Disini, pendeta berperan sebagai seorang peneliti aliran-aliran sesat dalam agama. Sehingga selanjutnya, yang diteliti adalah aliran baru dalam agama Buddha yang tidak diketahui asal-usulnya.
Ternyata, aliran baru ini menarik perhatian pihak lain juga, yakni polisi. Meski pada akhirnya polisi tidak lagi tertarik.
Berbeda dengan pendeta yang terus mencari tahu lebih dalam dan berusaha untuk mengurai kusutnya motif yang dipegang oleh aliran ini.

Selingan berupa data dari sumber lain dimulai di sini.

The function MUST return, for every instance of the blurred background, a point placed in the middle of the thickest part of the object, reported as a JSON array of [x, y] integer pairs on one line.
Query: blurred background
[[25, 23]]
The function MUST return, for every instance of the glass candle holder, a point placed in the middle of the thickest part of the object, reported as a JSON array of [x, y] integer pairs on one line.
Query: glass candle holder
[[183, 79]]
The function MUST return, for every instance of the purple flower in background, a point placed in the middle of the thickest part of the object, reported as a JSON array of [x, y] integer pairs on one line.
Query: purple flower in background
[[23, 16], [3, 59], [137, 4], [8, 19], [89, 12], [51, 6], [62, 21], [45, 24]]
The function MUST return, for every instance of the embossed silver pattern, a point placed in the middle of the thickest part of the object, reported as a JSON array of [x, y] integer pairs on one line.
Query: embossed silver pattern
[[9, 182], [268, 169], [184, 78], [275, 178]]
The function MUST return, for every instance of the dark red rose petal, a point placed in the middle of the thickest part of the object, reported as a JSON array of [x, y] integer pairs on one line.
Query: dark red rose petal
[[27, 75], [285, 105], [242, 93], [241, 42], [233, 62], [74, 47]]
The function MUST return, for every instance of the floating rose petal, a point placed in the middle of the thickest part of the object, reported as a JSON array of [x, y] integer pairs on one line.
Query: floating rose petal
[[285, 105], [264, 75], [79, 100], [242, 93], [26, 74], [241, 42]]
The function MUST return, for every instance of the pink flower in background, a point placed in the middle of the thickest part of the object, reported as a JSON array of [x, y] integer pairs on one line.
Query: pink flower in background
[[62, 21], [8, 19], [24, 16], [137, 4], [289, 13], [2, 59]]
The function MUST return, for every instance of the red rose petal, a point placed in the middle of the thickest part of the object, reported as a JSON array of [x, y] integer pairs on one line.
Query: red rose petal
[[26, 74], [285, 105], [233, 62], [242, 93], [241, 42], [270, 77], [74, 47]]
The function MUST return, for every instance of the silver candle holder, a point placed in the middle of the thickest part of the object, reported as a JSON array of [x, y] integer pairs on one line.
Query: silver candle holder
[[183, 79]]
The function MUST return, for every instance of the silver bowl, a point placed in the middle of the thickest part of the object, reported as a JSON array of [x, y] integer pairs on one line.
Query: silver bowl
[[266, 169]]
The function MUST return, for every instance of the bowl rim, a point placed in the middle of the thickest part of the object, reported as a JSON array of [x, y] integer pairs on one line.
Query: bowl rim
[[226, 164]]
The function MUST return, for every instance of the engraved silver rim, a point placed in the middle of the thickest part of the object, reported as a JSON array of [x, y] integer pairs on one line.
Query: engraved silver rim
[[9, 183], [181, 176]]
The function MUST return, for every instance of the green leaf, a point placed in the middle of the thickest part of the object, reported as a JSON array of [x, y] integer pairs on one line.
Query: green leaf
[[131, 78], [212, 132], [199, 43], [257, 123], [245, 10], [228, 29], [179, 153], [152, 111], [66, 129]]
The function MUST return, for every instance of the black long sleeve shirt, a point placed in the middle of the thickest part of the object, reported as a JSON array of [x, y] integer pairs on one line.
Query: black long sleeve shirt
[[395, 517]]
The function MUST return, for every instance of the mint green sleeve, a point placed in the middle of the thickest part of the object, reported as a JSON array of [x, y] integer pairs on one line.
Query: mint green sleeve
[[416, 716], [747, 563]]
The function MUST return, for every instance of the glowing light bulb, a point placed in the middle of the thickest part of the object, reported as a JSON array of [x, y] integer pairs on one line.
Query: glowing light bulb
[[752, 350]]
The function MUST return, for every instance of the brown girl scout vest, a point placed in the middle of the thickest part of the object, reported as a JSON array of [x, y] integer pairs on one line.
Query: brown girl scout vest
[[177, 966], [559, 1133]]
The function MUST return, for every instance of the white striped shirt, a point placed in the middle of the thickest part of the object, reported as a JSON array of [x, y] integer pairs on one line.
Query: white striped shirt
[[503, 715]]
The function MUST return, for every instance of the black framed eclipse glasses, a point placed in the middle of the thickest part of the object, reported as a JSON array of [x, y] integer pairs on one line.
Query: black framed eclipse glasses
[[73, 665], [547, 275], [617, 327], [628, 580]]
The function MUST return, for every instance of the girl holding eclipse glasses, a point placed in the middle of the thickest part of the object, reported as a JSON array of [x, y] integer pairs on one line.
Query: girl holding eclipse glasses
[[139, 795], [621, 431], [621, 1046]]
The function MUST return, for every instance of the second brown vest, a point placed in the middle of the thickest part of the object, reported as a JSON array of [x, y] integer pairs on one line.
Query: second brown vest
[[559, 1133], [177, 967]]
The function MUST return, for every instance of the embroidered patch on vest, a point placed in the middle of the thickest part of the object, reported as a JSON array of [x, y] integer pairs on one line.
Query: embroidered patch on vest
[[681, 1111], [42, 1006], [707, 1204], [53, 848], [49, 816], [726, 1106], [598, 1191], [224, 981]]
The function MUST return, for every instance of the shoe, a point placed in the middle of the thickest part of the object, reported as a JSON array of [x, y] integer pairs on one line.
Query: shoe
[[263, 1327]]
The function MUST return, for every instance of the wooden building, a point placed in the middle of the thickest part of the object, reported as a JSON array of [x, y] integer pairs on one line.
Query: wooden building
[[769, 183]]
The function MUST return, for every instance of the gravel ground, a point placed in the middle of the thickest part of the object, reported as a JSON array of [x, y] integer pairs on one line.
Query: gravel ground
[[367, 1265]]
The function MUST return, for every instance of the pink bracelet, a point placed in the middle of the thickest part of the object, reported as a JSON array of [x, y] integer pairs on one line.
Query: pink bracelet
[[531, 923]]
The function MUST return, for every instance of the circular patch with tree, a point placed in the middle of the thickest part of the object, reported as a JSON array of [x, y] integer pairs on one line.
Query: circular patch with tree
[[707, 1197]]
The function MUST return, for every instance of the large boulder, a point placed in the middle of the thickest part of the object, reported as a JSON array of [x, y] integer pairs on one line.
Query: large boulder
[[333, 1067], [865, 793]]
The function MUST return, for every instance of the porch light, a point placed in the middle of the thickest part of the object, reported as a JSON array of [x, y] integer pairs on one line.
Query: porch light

Secara konsep, film ini cukup unik karena Korea Selatan memang dikenal sebagai negara yang tidak main-main dalam membuat suatu karya, salah satunya film karena terdapat proses riset terlebih dahulu.
Terlihat dari skenario-nya yang berhasil menjahit riset-riset mengenai agama Buddha dan juga isu-isu yang mungkin terjadi didalamnya.
Meski menjadi kompleks, eksekusi yang baik membuat ceritanya lebih mudah untuk dicerna.
Selain itu, anda juga akan dimanjakan dengan visualisasi ketakutan yang ada pada anggota-anggota aliran baru tersebut.
Untuk akhir cerita, meski filmnya seperti membiarkan penonton mengambil kesimpulan sendiri, tetapi sudah lengkap dan tidak menggantung.